Despite this, almost two years and a cabinet reshuffle later, Mr Bezzina noted that “little has been heard about this”, with the plug seemingly being quietly pulled.

“To be fair, transport policymakers face a nightmarish scenario: thickening population density, insufficient infrastructure and a disappointing uptake of transport alternatives, all of which push people to stick with their private car, adding more and more vehicles to an overstretched network,” he explained.

However, he remarked that if other cities and dense urban areas across the globe have fostered functional transport systems, then Malta should be able to follow suit.

A number of proposals have been put forward by business leaders over recent months about possible ways to curb Malta’s traffic issues, such as underground pathways dedicated to pedestrians and also the introduction of on-street parking fees. Despite the calls from the public, none of these measures have been put in place.

Mr Bezzina added that a significant amount of responsibility rests on individual drivers, yet TM also plays a “central role” in this.

“There are compelling arguments for unravelling the intricate web of transport regulation and establishing an independent transport authority that can prioritise, specialise and catalyse Malta’s land transport system to its fullest potential,” he continued.

He acknowledged that the maritime and aviation sectors deserve dedicated attention as well, since they are important economic sectors within themselves. Yet he also pointed out that there is “no reason why these two sectors should not also have their regulatory reference point that is separate from road transport”.

Additionally, Mr Bezzina noted that TM has “never had a Chief Executive who is an expert in land transport”, as it has always been led by someone from either the maritime sector or the aviation sector. Current CEO Jonathan Borg hails from the maritime sector, with more than 30 years of experience in the area.

“A dedicated land transport authority would not only navigate the maze of road safety, licensing and traffic management, but also proactively address the evolving needs of public transportation, emerging tech solutions and infrastructure development,” Mr Bezzina explained. He added that such a dedicated authority would enable “greater synergy” with Infrastructure Malta on the projects needed.
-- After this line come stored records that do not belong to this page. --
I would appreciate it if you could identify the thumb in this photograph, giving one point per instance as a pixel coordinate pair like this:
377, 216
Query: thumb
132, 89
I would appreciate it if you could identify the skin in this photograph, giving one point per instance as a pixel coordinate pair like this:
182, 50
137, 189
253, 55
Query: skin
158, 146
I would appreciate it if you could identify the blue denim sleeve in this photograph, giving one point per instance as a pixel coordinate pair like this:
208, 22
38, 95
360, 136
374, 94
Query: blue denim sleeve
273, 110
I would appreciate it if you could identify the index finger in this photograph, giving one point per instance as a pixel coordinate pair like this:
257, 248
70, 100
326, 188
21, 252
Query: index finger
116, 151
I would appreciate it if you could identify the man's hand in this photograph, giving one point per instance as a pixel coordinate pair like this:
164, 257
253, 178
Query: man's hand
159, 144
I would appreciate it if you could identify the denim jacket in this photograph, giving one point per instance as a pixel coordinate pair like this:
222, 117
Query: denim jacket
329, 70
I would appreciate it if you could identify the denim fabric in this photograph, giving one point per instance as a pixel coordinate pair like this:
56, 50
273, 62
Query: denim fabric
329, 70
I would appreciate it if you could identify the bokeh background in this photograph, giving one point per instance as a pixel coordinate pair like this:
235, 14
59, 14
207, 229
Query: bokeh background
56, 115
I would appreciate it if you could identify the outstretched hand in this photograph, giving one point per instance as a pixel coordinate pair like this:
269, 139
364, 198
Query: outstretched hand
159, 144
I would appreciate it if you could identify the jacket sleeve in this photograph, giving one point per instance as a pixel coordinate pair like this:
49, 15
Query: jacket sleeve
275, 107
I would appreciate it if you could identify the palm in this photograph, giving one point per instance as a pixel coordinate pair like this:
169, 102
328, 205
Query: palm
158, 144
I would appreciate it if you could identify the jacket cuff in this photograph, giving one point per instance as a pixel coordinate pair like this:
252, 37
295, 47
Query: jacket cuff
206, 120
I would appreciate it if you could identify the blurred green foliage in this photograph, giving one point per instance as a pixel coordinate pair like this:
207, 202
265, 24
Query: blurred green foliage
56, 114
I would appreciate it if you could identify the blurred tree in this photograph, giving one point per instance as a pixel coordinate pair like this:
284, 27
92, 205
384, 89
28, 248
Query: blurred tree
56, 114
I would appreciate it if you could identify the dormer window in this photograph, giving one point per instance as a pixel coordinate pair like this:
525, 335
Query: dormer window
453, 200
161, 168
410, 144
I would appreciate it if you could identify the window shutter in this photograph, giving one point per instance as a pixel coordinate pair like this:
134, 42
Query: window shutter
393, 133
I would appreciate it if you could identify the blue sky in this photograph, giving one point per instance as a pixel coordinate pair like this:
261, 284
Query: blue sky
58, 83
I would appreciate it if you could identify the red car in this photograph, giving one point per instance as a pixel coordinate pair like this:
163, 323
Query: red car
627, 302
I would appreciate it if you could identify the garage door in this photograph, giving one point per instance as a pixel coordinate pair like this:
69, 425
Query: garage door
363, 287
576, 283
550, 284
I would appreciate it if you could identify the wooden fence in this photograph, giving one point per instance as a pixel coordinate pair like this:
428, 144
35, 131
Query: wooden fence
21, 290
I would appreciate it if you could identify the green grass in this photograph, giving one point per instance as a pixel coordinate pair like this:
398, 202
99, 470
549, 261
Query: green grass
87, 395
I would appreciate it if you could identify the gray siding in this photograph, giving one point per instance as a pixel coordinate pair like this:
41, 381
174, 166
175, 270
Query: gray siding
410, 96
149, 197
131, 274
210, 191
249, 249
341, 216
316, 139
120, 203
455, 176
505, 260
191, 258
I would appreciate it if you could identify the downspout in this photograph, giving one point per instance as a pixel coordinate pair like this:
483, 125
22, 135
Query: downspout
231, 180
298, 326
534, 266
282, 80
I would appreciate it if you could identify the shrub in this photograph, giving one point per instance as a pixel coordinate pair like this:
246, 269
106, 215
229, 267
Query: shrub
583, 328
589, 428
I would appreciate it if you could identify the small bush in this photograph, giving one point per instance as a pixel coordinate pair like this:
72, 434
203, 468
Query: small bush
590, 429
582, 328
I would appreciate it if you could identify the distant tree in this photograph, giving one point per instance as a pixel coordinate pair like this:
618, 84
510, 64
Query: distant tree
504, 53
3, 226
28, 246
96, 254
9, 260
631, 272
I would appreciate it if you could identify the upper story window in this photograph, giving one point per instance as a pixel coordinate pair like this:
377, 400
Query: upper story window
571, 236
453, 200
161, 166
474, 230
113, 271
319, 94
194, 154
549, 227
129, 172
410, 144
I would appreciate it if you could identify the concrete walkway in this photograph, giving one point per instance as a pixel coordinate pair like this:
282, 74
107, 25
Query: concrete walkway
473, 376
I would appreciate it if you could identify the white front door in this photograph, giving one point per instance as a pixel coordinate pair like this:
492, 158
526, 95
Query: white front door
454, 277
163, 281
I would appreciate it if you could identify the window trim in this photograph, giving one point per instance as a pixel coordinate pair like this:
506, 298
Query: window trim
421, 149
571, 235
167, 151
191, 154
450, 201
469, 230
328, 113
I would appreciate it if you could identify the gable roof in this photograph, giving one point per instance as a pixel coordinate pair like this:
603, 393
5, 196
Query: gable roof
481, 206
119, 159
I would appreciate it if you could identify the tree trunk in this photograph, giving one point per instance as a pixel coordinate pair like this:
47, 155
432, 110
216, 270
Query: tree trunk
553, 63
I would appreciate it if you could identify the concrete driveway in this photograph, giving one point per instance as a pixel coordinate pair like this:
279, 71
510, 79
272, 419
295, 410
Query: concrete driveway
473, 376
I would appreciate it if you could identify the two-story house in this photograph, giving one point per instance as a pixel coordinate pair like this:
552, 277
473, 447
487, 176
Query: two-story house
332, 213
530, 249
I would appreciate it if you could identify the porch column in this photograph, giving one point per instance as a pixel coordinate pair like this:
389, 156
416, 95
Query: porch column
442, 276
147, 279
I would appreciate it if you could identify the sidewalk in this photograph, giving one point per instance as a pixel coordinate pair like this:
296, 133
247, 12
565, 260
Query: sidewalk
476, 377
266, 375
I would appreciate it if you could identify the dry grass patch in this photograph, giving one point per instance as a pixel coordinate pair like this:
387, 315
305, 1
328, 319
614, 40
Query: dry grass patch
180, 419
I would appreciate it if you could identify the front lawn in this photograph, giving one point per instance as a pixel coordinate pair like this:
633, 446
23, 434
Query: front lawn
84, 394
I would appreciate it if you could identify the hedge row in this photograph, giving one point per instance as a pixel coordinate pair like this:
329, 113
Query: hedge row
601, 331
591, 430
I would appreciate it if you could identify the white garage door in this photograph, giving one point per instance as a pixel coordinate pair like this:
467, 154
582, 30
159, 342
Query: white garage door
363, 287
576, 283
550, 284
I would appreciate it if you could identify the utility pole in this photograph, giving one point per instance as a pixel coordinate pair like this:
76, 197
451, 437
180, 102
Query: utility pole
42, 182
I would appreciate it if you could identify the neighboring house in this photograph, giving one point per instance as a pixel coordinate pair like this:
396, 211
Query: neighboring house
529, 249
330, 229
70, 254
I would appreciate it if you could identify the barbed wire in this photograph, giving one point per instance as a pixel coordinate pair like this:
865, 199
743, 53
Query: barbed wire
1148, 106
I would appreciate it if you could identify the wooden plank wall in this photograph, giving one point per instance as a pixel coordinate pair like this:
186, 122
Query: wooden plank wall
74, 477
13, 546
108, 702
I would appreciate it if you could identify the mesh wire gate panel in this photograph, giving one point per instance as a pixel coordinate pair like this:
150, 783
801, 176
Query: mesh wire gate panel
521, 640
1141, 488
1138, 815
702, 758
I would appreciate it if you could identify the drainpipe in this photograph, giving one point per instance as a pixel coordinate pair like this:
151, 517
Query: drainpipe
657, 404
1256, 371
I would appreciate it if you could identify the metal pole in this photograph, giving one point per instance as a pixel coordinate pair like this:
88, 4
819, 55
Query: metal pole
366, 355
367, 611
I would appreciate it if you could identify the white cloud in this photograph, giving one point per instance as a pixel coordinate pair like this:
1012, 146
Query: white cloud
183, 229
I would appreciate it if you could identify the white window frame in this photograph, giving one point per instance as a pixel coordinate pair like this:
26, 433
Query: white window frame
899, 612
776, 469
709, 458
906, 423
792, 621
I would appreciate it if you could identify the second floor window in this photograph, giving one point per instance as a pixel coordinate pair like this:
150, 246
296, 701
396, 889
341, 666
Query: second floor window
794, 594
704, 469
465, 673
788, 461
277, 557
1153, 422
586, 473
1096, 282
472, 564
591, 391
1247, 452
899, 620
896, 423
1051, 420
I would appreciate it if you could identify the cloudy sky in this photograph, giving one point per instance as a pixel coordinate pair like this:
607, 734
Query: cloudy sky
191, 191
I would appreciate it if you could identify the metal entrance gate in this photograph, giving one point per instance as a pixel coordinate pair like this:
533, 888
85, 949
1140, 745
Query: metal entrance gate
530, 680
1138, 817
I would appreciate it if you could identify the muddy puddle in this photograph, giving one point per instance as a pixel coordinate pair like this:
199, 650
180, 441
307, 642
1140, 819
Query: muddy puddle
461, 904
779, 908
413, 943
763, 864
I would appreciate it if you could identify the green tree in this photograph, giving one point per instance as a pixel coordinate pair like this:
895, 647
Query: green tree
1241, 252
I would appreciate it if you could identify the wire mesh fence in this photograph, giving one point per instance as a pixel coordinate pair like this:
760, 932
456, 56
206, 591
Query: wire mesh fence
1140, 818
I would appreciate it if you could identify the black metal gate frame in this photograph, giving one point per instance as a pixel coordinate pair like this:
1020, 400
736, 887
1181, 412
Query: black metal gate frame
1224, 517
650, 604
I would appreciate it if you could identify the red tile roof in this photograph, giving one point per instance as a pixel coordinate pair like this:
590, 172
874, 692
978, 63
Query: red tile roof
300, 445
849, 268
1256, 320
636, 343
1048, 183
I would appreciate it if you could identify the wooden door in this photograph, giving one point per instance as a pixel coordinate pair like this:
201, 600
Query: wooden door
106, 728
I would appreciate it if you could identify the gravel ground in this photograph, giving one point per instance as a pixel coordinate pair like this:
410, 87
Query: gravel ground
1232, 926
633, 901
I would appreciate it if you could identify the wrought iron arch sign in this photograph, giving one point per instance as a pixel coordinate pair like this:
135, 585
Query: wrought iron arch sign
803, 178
“In summary, the one-stop-shop of land, sea and air transport has become entangled in the complex dynamics of managing diverse transport sectors,” he said.

This has resulted in “diluted focus and compromised effectiveness”, despite the “hard work of some truly dedicated TM officials”. He added that such a split would “untether the road transport sector”, bringing about more streamlined decision-making, resource allocation, and policy implementation. This “newfound agility” could push for more safety and a reduction of congestion in Malta’s roads.

Mr Bezzina also noted that as technology continues to advance rapidly, a regulator with a “clear mandate and unambiguous responsibility that really gets tech is also sorely needed”. While he acknowledged that Government took the decision some years ago to address Malta’s infrastructural deficit, economic and population growth, together with more construction and traffic density, “all swelled in tandem”.

As a result, a staggering amount of funds were dedicated towards upgrading Malta’s road network, with many debating whether new roads and flyovers could actually reduce traffic congestion.

“Now that the asphalt has been set, it is clear that this infrastructural upgrade was in fact needed. But it is also apparent that wider and smoother carriageways and new tunnels were never going to address the reasons our transport system is failing,” Mr Bezzina concluded.